Councilors asked about outreach and language accessibility; Kearney said paper signups are available and staff will clarify which non‑English languages are supported. He noted the program operates on a first‑come, first‑served basis and that savings typically appear after a sign‑up‑to‑activation delay while provider connections are completed.

Kearney also summarized planning projects and grants: Progress Park (New York State‑funded improvements), brownfields monitoring at several city sites (including a remediated Chester & Bellevue lot requiring ongoing testing), and an application for more than $400,000 in EV‑charging funding that would complement park investments.

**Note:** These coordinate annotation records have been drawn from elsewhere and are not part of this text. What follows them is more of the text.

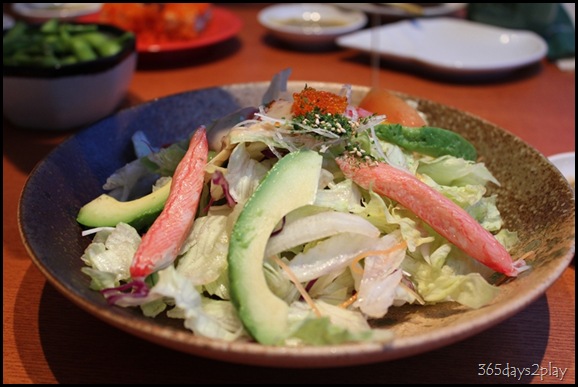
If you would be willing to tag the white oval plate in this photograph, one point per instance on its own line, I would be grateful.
(400, 11)
(566, 163)
(450, 45)
(55, 10)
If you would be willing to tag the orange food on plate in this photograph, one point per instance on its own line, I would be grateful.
(155, 23)
(396, 110)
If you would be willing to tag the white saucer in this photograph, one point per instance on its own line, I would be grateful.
(450, 45)
(310, 24)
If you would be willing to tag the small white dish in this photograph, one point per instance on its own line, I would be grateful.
(310, 24)
(450, 45)
(566, 163)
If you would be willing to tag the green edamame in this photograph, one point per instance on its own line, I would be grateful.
(55, 43)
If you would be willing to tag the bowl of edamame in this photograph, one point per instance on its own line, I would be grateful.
(64, 75)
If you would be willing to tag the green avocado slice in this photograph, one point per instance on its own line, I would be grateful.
(429, 140)
(139, 213)
(291, 183)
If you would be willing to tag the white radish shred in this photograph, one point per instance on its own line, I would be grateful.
(318, 226)
(334, 253)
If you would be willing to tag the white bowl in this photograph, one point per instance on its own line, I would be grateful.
(70, 96)
(310, 24)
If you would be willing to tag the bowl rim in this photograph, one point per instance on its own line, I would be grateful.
(98, 65)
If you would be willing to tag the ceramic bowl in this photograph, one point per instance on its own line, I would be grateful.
(310, 24)
(70, 96)
(543, 218)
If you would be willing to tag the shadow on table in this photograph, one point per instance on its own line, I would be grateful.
(443, 76)
(189, 57)
(27, 147)
(79, 348)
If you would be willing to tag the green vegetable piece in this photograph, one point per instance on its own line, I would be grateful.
(427, 140)
(290, 184)
(50, 27)
(105, 45)
(82, 49)
(107, 211)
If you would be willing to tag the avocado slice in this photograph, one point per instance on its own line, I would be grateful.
(428, 140)
(291, 183)
(139, 213)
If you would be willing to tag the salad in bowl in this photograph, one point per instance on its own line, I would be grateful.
(300, 221)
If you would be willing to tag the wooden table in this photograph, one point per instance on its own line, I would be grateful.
(47, 339)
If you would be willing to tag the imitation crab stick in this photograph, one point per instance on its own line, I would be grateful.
(443, 215)
(161, 244)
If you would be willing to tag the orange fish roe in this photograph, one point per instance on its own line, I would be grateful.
(307, 100)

On energy policy, Kearney said the city used a moratorium to pause battery energy storage installations because the zoning ordinance is silent on that new use; staff propose zoning updates to create a review process that balances private development with public concerns. He described a state‑supported pilot on a thermal energy network in the Inner Harbor that would use wastewater as a renewable heat source and said city‑owned piers on the Inner Harbor’s east side — acquired from New York State — present opportunities for survey, public‑space improvements and private investment coordination.

Kearney emphasized that most planning work includes public engagement and that roughly 80% of the division’s current work is grant‑funded, which extends the city’s reach on projects that would otherwise exceed local discretionary budgets. He said staff will follow up with councilors on program details and provide contacts for constituents with questions.

The council thanked staff and moved on to the next agenda item.